La simplicité repose autant sur la présentation que sur le nombre de champs. Quelques ajustements rendent le parcours plus clair :

  • organiser les questions dans un ordre logique ;
  • employer des libellés précis plutôt que des termes administratifs ;
  • expliquer la raison d’un champ inhabituel ;
  • limiter les champs obligatoires à ceux qui sont indispensables ;
  • proposer un choix de motif uniquement s’il facilite réellement la réponse ;
  • prévoir des messages d’erreur compréhensibles ;
  • tester le formulaire sur mobile et avec un clavier ;
  • confirmer clairement que le message a bien été envoyé ;
  • vérifier régulièrement que chaque champ collecté est encore utilisé.

Si votre formulaire se trouve sur une page conçue pour une action précise, vous pouvez également revoir l’ensemble du parcours à partir de nos conseils consacrés aux landing pages. La cohérence entre la promesse de la page, les informations demandées et l’étape suivante compte autant que la longueur du formulaire.
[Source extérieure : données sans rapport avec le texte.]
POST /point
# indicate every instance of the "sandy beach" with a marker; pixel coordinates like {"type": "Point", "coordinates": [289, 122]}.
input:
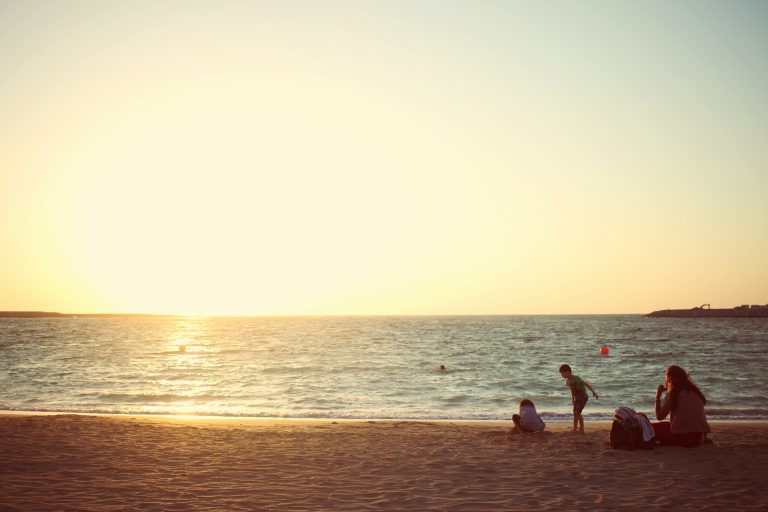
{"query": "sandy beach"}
{"type": "Point", "coordinates": [78, 462]}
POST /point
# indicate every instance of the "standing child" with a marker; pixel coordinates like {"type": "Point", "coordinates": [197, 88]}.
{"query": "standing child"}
{"type": "Point", "coordinates": [578, 395]}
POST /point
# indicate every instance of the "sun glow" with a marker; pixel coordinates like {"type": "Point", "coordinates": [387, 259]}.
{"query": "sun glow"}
{"type": "Point", "coordinates": [255, 159]}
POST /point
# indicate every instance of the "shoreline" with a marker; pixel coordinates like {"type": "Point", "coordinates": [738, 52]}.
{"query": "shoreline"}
{"type": "Point", "coordinates": [54, 462]}
{"type": "Point", "coordinates": [280, 419]}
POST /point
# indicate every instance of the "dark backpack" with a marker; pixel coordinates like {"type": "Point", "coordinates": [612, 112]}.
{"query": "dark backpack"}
{"type": "Point", "coordinates": [628, 435]}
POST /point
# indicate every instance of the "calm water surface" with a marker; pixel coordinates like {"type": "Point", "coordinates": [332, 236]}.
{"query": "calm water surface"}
{"type": "Point", "coordinates": [378, 367]}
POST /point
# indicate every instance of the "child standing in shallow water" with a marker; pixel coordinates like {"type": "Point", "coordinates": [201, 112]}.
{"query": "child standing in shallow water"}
{"type": "Point", "coordinates": [579, 395]}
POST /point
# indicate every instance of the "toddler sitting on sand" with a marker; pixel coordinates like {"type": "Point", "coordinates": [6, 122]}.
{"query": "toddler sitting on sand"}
{"type": "Point", "coordinates": [528, 420]}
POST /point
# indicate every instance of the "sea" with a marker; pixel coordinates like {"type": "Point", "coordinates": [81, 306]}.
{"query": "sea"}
{"type": "Point", "coordinates": [375, 367]}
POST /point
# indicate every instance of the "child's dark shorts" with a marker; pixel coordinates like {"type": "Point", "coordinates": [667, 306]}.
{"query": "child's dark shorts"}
{"type": "Point", "coordinates": [578, 404]}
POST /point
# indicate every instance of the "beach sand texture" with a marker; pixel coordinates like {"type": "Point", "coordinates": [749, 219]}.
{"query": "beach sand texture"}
{"type": "Point", "coordinates": [105, 463]}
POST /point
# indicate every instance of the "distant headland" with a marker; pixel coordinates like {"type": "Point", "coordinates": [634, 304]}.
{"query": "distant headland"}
{"type": "Point", "coordinates": [50, 314]}
{"type": "Point", "coordinates": [705, 311]}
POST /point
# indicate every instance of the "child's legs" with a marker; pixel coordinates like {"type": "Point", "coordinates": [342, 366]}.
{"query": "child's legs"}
{"type": "Point", "coordinates": [578, 418]}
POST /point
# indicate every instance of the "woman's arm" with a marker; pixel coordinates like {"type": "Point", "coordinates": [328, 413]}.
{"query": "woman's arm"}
{"type": "Point", "coordinates": [662, 409]}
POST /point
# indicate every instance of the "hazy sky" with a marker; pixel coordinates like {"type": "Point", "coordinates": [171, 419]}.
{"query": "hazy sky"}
{"type": "Point", "coordinates": [361, 157]}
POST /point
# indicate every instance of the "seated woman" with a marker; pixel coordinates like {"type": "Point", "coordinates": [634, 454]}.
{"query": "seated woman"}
{"type": "Point", "coordinates": [684, 403]}
{"type": "Point", "coordinates": [528, 420]}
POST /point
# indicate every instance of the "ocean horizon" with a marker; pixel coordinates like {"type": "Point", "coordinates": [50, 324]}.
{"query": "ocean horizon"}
{"type": "Point", "coordinates": [373, 367]}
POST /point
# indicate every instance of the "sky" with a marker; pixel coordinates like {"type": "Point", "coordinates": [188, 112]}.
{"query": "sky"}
{"type": "Point", "coordinates": [382, 158]}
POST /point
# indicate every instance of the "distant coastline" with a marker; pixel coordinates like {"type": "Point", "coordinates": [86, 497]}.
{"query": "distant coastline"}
{"type": "Point", "coordinates": [704, 311]}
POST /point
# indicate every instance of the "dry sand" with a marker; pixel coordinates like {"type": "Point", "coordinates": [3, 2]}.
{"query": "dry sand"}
{"type": "Point", "coordinates": [103, 463]}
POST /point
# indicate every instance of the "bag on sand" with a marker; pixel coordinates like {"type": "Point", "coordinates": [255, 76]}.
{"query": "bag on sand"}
{"type": "Point", "coordinates": [627, 431]}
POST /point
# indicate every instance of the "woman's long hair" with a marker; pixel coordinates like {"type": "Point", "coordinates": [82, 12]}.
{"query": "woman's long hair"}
{"type": "Point", "coordinates": [680, 382]}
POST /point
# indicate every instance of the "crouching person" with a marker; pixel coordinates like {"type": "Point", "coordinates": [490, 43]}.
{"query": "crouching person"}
{"type": "Point", "coordinates": [528, 420]}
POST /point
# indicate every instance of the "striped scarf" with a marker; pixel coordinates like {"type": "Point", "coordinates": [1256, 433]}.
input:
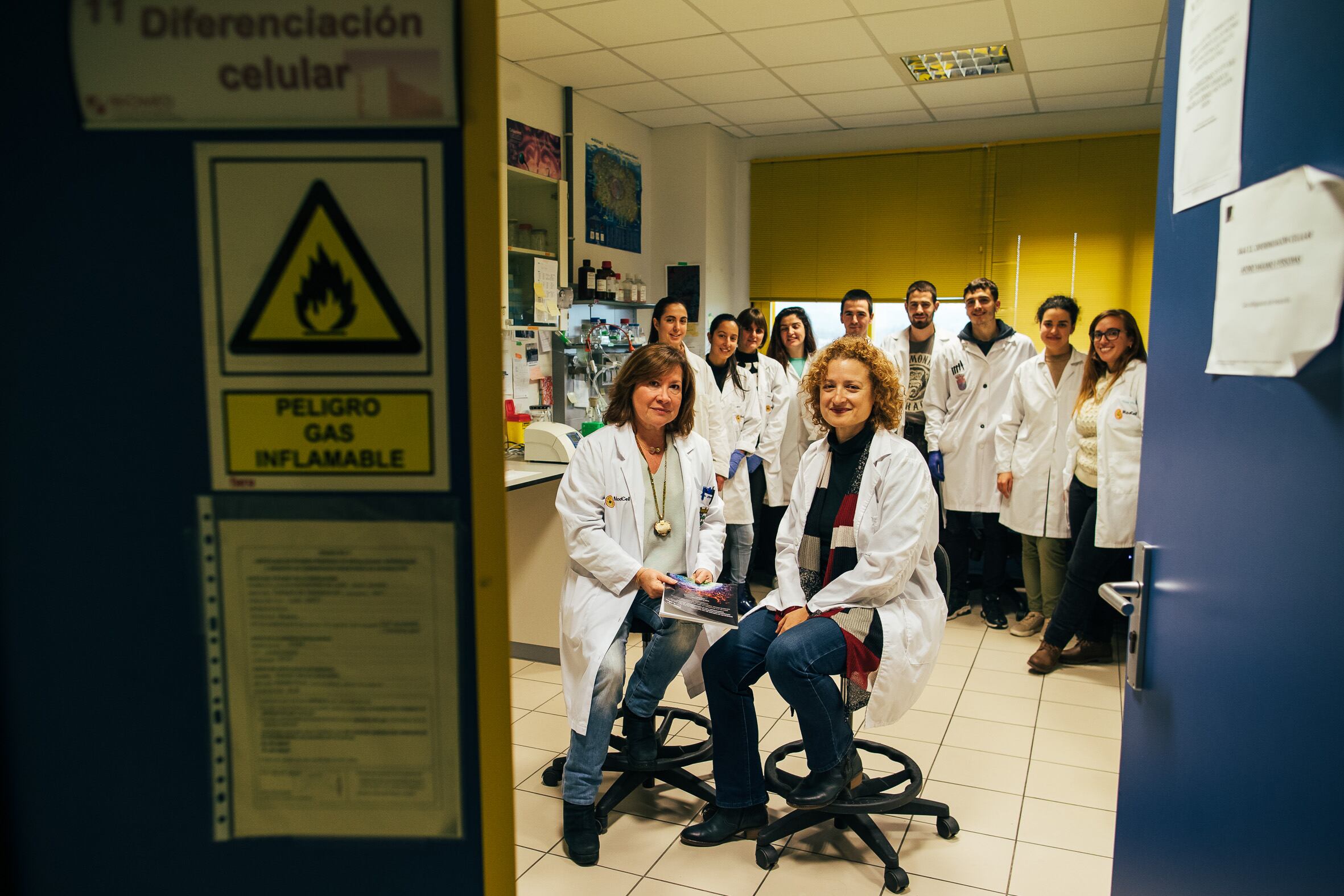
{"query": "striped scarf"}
{"type": "Point", "coordinates": [862, 626]}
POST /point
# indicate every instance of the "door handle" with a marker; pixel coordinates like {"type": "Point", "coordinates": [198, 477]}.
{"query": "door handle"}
{"type": "Point", "coordinates": [1129, 600]}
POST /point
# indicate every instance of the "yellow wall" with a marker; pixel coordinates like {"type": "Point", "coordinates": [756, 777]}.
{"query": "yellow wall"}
{"type": "Point", "coordinates": [821, 226]}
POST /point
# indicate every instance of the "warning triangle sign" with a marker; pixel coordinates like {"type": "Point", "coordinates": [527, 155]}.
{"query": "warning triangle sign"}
{"type": "Point", "coordinates": [321, 293]}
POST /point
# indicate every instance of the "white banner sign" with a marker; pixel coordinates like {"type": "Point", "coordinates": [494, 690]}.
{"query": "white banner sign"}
{"type": "Point", "coordinates": [261, 64]}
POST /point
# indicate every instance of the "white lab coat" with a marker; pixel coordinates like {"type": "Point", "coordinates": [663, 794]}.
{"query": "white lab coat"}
{"type": "Point", "coordinates": [743, 414]}
{"type": "Point", "coordinates": [797, 433]}
{"type": "Point", "coordinates": [708, 413]}
{"type": "Point", "coordinates": [601, 507]}
{"type": "Point", "coordinates": [896, 534]}
{"type": "Point", "coordinates": [1033, 444]}
{"type": "Point", "coordinates": [897, 346]}
{"type": "Point", "coordinates": [1120, 440]}
{"type": "Point", "coordinates": [964, 400]}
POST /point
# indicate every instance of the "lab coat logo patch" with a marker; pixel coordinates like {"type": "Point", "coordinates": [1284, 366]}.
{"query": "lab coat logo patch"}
{"type": "Point", "coordinates": [321, 293]}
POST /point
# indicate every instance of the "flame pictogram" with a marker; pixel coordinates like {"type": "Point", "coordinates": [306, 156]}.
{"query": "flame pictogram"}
{"type": "Point", "coordinates": [324, 302]}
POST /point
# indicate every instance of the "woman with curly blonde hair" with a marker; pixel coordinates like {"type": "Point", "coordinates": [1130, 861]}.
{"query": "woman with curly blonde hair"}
{"type": "Point", "coordinates": [858, 596]}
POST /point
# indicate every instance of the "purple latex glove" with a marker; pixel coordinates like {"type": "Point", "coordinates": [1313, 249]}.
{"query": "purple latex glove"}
{"type": "Point", "coordinates": [734, 460]}
{"type": "Point", "coordinates": [936, 465]}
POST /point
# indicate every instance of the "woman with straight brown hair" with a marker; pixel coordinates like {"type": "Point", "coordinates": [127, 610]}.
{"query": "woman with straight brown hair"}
{"type": "Point", "coordinates": [637, 504]}
{"type": "Point", "coordinates": [1105, 440]}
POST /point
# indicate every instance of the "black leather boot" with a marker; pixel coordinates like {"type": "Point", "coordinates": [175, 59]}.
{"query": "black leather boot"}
{"type": "Point", "coordinates": [821, 789]}
{"type": "Point", "coordinates": [641, 739]}
{"type": "Point", "coordinates": [726, 824]}
{"type": "Point", "coordinates": [581, 833]}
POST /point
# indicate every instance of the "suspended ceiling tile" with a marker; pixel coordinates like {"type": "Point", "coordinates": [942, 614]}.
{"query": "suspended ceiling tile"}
{"type": "Point", "coordinates": [740, 15]}
{"type": "Point", "coordinates": [968, 24]}
{"type": "Point", "coordinates": [619, 23]}
{"type": "Point", "coordinates": [801, 127]}
{"type": "Point", "coordinates": [1126, 76]}
{"type": "Point", "coordinates": [1093, 101]}
{"type": "Point", "coordinates": [651, 94]}
{"type": "Point", "coordinates": [815, 42]}
{"type": "Point", "coordinates": [885, 118]}
{"type": "Point", "coordinates": [597, 69]}
{"type": "Point", "coordinates": [538, 35]}
{"type": "Point", "coordinates": [733, 86]}
{"type": "Point", "coordinates": [691, 57]}
{"type": "Point", "coordinates": [1038, 18]}
{"type": "Point", "coordinates": [758, 110]}
{"type": "Point", "coordinates": [986, 110]}
{"type": "Point", "coordinates": [844, 75]}
{"type": "Point", "coordinates": [1092, 49]}
{"type": "Point", "coordinates": [674, 117]}
{"type": "Point", "coordinates": [858, 102]}
{"type": "Point", "coordinates": [964, 92]}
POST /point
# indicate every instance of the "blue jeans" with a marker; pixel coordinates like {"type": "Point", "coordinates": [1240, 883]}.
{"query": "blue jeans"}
{"type": "Point", "coordinates": [740, 551]}
{"type": "Point", "coordinates": [800, 663]}
{"type": "Point", "coordinates": [665, 655]}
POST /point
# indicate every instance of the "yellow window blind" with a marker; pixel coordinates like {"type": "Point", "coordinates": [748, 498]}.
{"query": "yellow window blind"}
{"type": "Point", "coordinates": [1012, 213]}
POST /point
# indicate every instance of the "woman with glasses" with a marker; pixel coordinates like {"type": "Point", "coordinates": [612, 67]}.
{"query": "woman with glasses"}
{"type": "Point", "coordinates": [1103, 470]}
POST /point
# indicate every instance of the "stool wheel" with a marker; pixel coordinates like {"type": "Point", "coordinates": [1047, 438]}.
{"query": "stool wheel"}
{"type": "Point", "coordinates": [897, 880]}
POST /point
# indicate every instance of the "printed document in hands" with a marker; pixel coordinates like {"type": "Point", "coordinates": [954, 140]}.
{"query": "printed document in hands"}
{"type": "Point", "coordinates": [1280, 274]}
{"type": "Point", "coordinates": [713, 602]}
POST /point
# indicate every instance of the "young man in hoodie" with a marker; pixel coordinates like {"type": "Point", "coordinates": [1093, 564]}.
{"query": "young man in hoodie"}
{"type": "Point", "coordinates": [964, 400]}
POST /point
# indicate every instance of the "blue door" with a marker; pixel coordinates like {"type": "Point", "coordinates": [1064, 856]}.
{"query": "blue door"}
{"type": "Point", "coordinates": [1230, 779]}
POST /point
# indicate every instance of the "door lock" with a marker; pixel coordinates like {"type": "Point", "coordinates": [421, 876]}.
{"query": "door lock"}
{"type": "Point", "coordinates": [1129, 601]}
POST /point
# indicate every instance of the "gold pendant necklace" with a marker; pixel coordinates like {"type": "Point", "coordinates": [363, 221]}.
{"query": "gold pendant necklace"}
{"type": "Point", "coordinates": [662, 528]}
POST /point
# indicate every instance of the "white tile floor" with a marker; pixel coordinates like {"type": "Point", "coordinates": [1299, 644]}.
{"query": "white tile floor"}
{"type": "Point", "coordinates": [1027, 763]}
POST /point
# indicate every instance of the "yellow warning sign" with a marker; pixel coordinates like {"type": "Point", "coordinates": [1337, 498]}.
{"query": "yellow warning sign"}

Le bon formulaire demande peu, mais demande juste

Un formulaire efficace n’est pas nécessairement minimaliste. Il est proportionné à son objectif et à l’étape de la relation. Il recueille ce dont vous avez besoin pour répondre, sans anticiper toutes les informations susceptibles de devenir utiles plus tard.

Pour vos futurs clients, cette mesure est aussi un signal de professionnalisme. Ils comprennent ce que vous leur demandez, pourquoi vous le demandez et ce qui va se passer après l’envoi.

Avant de publier ou de modifier votre formulaire, relisez donc chaque champ comme si vous découvriez votre activité pour la première fois. Si vous ne pouvez pas expliquer simplement son utilité, il mérite probablement d’être rendu facultatif, reporté à une étape ultérieure ou supprimé.